I agree the idea with the file is not good, I already agreed with that
and that was
pointed by others too. Of course it is up to me how do I store the table.
I will try to be more precise with my ideas ;) The new str.translate() interface
is indeed much more versatile and provides good ways to define the table.

>Or it can take a mapping (usually a dict) that maps either characters or
>ordinal numbers to a new string (not just a single character, but an
>arbitrary string) or ordinal numbers.
>
>    str.maketrans({'a': 'A', 98: 66, 0x63: 0x:43})

>(or None, to delete them). Note the flexibility: you don't need to

Good. But of course if I do it with big tables, I would anyway
need to parse them from some table file.
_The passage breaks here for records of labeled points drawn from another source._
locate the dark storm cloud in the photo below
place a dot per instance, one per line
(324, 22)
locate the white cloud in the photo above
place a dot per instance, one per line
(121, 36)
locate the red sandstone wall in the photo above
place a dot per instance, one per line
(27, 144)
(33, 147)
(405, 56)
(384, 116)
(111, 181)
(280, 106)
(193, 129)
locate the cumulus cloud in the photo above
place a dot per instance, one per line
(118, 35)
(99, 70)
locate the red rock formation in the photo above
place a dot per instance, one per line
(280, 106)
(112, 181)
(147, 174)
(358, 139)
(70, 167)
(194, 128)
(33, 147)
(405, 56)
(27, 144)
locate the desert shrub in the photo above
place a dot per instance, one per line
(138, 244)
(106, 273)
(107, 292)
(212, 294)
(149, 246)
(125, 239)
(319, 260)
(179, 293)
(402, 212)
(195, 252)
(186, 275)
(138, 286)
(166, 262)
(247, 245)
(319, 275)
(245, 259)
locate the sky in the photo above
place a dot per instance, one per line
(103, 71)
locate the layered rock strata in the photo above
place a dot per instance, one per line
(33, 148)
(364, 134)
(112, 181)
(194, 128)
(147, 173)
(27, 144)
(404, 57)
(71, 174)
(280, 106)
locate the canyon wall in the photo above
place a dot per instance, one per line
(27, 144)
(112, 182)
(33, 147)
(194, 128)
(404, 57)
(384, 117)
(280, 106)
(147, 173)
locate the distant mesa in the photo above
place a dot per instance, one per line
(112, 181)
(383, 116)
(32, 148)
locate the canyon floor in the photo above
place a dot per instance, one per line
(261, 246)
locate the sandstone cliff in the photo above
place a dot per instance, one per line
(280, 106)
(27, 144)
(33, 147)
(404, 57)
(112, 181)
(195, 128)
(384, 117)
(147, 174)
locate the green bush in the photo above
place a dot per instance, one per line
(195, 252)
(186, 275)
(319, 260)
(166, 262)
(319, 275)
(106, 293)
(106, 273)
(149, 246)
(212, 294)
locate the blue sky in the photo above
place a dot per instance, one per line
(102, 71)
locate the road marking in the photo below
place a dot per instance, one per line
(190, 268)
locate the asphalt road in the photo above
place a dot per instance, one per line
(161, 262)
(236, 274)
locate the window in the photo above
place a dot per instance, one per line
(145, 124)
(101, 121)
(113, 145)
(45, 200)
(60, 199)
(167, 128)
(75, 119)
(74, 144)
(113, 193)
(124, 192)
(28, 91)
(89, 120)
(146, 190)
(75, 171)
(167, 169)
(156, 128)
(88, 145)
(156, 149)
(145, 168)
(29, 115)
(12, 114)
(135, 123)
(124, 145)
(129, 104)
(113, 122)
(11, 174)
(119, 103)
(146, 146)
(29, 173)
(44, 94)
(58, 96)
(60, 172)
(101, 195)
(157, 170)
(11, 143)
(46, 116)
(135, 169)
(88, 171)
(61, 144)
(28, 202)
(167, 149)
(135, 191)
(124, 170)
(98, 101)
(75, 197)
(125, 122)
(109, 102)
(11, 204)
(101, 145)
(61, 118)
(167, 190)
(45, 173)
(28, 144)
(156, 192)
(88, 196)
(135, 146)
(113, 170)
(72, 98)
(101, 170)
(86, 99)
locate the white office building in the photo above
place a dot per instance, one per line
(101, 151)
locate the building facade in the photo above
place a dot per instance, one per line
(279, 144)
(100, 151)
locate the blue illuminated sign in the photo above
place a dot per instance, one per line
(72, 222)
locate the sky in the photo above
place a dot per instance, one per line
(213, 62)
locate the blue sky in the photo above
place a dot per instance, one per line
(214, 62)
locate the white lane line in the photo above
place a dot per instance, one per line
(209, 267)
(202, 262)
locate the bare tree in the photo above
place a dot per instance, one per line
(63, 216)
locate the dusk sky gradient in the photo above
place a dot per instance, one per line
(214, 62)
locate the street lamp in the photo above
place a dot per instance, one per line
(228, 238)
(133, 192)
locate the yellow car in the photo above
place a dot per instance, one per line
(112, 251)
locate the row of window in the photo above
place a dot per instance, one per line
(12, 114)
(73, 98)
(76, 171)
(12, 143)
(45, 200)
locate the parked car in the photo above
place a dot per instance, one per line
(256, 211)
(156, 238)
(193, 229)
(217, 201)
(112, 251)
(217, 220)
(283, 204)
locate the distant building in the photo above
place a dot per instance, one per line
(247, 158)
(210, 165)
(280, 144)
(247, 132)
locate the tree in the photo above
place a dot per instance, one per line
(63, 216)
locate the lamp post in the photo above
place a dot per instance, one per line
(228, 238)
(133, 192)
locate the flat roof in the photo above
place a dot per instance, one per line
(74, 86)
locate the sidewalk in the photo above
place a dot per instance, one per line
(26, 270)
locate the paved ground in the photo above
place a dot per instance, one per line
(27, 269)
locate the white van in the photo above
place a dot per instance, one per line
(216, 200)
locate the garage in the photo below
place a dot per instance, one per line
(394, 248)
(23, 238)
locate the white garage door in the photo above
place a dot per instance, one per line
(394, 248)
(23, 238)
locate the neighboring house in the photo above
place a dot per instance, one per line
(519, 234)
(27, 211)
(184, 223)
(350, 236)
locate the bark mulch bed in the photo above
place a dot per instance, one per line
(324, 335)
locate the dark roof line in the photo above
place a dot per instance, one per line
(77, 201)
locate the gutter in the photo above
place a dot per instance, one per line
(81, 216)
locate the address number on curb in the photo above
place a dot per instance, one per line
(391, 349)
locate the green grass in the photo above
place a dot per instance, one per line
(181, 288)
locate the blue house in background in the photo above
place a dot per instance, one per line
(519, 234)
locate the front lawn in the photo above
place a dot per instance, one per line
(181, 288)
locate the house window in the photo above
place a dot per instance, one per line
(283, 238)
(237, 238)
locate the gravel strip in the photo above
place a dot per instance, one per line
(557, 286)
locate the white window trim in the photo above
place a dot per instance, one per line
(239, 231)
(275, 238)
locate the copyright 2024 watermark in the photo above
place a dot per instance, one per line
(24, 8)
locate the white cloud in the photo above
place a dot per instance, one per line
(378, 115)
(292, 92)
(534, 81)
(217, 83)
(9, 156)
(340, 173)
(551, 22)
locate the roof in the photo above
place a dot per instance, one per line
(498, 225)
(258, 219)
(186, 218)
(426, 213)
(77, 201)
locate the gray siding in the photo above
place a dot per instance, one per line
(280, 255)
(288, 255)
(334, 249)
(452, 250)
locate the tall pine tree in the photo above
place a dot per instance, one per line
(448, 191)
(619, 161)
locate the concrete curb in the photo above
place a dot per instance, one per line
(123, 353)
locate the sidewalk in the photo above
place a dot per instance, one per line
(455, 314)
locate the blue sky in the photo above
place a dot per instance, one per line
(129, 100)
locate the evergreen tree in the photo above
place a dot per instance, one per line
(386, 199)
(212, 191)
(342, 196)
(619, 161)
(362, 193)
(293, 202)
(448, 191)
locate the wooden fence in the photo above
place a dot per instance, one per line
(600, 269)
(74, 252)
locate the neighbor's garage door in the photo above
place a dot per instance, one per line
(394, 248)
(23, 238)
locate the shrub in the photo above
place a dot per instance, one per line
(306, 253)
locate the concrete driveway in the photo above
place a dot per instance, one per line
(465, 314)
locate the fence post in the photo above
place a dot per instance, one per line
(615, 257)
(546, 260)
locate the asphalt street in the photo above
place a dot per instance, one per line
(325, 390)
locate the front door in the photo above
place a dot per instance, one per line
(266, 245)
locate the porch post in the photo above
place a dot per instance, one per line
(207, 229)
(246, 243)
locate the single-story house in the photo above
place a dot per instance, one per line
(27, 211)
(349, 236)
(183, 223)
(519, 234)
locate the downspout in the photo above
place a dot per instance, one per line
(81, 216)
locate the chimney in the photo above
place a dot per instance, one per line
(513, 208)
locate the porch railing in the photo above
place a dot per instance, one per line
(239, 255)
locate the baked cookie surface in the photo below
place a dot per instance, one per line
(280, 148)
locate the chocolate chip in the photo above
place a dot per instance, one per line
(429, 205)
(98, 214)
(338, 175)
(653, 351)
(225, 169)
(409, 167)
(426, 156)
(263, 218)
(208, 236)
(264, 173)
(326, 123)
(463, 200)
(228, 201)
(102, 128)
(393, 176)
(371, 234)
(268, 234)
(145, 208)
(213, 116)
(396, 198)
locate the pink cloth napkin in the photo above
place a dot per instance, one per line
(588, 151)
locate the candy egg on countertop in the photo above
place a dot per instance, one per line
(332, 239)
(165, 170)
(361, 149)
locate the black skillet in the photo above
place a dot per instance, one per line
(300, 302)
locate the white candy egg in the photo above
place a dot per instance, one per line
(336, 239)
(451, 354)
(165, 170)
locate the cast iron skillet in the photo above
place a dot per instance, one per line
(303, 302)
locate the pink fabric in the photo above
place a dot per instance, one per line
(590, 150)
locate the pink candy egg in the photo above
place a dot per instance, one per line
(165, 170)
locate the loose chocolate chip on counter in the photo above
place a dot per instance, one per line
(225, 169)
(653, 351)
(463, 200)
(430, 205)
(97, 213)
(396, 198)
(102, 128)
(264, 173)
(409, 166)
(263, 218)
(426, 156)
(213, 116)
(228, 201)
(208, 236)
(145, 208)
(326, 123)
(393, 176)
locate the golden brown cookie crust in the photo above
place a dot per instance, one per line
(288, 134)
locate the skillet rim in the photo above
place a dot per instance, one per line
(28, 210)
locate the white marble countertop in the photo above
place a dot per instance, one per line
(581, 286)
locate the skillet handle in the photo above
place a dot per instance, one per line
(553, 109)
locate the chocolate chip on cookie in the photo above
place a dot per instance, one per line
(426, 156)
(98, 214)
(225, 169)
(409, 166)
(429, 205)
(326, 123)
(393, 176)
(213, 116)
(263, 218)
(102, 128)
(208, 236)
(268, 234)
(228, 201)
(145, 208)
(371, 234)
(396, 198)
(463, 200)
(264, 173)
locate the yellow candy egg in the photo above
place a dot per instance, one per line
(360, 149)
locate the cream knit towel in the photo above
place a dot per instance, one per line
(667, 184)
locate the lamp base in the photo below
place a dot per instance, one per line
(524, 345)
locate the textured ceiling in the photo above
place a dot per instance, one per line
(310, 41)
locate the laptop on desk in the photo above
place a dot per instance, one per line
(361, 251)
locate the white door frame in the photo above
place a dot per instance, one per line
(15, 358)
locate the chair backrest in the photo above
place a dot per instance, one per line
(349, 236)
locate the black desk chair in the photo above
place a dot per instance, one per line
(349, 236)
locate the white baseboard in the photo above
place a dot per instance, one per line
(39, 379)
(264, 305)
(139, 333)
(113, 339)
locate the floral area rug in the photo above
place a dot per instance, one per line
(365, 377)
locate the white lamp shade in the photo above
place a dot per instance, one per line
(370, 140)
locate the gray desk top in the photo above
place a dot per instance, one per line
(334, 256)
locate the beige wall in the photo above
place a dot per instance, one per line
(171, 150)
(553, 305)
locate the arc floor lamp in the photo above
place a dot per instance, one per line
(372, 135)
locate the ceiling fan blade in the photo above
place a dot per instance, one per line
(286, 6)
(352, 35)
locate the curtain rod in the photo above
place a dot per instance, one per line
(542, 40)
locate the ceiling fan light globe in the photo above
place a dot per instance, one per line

Typing all values
direct in code is not a comfortable way. This again should
make it clear how I become the "None" value
after parsing the table from plain format like
97:[nothin here]
(another point for my research).

> Could it be better? Perhaps. I've suggested that maybe translate could
> automatically call maketrans if given more than one argument. Maybe
> there's an easier way to just delete unwanted characters. Perhaps there
> could be a way to say "any character not in the translation table should
> be dropped". These are interesting questions.

So my previous thought on it was, that there could be set of such functions:

str.translate_keep(table) - this is current translate, namely keeps
non-defined chars untouched
str.translate_drop(table) - all the same, but dropping non-defined chars

Probaly also a pair of functions without translation:
str.remove(chars) - removes given chars
str.keep(chars) - removes all, except chars

Motivation is that those can be optimised for speed and I suppose those
can work faster than re.sub(). The question is how common are these tasks,
I don't have any statistics regarding this.

>There are no 16-bit strings.
>Unicode is a 21-bit encoding, usually encoded as either fixed-width
>sequence of 4-byte code units (UTF-32) or a variable-width sequence of
>2-byte (UTF-16) or 1-byte (UTF-8) code units. But it absolutely is not a
>"16-bit string".

So in general case they should expand to 32 bit unsigned integers if I
understand correctly?
IIRC, Windows uses UTF16 for filenames.
Anyway I will not pretend I can give any ideas regarding optimising thing there.
It is just that I tend to treat those translate/filter functions as
purely numeric,
so I should be able to use those on any data chunk without thinking, if it
is a text or not, this implies of course I must be sure that units are
expanded to fixed bytesize.

>> but as said I don't like very much the idea and would be OK for me to
>> use numeric values only.
> I think you are very possibly the only Python programmer in the world
> who thinks that writing decimal ordinal values is more user-friendly
> than writing the actual character itself. I know I would much rather
> see $, π or ╔ than 36, 960 or 9556.

Yeah I am strange. This however gives you guarantee for any environment that you
can see and input them ans save the work in ASCII.

Mikhail